Heloisa: Sim. No caso da enfermagem, por exemplo, ninguém nasce sabendo cuidar dos outros, não é decorrência do corpo, mas de processos sociais. Damos bonecas e ensinamos as meninas a cuidarem, dar banho, ao passo, que os meninos são ensinados a lutar e a jogar bola. A teoria de gênero mostra que as coisas têm uma história e não decorrem da natureza do homem ou da mulher. Não é o corpo nem a biologia que determina.
UOL: Sobre a carta das francesas, existe um abismo cultural entre nós e elas? Podemos dizer que ser mulher no Brasil é mais árduo do que ser mulher na França?
Heloisa: Primeiramente, quero dizer que o texto das francesas não parece perceber a diferença entre uma paquera (algo recíproco, de interesse mútuo) e um assédio (que inclui algum tipo de pressão e ameaça), e supõe que denunciar o assédio seja algo como ser contra o sexo, ser moralista. Agora, respondendo a pergunta: a França não é tão diferente do Brasil. É um país que também tem violência contra a mulher, embora, o Brasil seja, de fato, uma das nações com dados mais alarmantes. Não dá para falar resumidamente “mulher brasileira” x mulher francesa”, porque temos mulheres muito diferentes em cada lugar. E há nesse tema do assédio, certamente, um corte geracional. Muita mulher no Brasil, como Danusa Leão, pode concordar com Deneuve. Mas as duas talvez não entendam bem o que as mais jovens estão dizendo. Elas falam de um lugar de mulheres de classe alta, que não precisam enfrentar a ameaça de serem encoxadas no metrô ou no ônibus, como acontece cotidianamente com as que andam de transporte coletivo nas grandes cidades.

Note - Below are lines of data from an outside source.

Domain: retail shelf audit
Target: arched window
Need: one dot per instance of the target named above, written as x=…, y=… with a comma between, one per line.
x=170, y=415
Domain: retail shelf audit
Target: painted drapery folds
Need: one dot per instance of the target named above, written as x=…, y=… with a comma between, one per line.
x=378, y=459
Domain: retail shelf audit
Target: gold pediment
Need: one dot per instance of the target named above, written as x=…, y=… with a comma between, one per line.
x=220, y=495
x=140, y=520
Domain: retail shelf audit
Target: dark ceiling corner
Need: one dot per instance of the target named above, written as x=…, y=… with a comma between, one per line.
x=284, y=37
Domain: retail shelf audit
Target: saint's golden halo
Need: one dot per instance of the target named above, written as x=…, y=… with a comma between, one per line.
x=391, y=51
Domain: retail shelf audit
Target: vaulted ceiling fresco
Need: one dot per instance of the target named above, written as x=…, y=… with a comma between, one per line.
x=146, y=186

UOL: O que falta para as denúncias de assédio acontecerem no Brasil como estão acontecendo fortemente em Hollywood?
Heloisa: No Brasil, denunciar violência sexual é muito difícil porque, na maioria dos casos, os acusados sequer são processados. É muito comum que se responsabilize a vítima e que esta se sinta culpada e, por isso, não denuncie.